= Surinder Kumar (academic) =

Surinder Kumar is an academic and entrepreneur. He was a professor and holder of the Natural Science and Engineering Research Council's Industrial Chair in Telecommunications at the University of Saskatchewan from 1987 to 1997, President and chief executive officer of Vecima networks.

From 1982 to 1987, Kumar was Vice President of Research for SED Systems where he was involved in the design of a variety of satellite earth stations. Prior to 1982, he worked with a government research laboratory in India. Dr Kumar received his Bachelor of Engineering degree in electrical communication engineering in 1967 from the Indian Institute of Science, Bangalore, India and his Masters of Technology degree from the Indian Institute of Technology, Kanpur, India in 1971. He received his PhD in Electronics Engineering from Carleton University, Ottawa, Ontario, Canada where he was a Commonwealth Scholar. Dr Kumar was named 1998 Entrepreneur of the Year for Western Canada and 2005 Entrepreneur of the Year for the Pacific Region in Information Technology.
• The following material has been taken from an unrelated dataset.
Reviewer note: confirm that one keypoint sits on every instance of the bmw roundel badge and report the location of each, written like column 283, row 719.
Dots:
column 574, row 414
Kumar is an expert in microwave engineering and has a number of patents and papers in this area. Kumar is listed in Who's Who in America (Marquis), Who's Who in Canada, Who's Who Amongst Business Executives. He conducts market and technical research in the microwave communications area and is heading the Vecima Networks Microwave Research Laboratory in Victoria, British Columbia.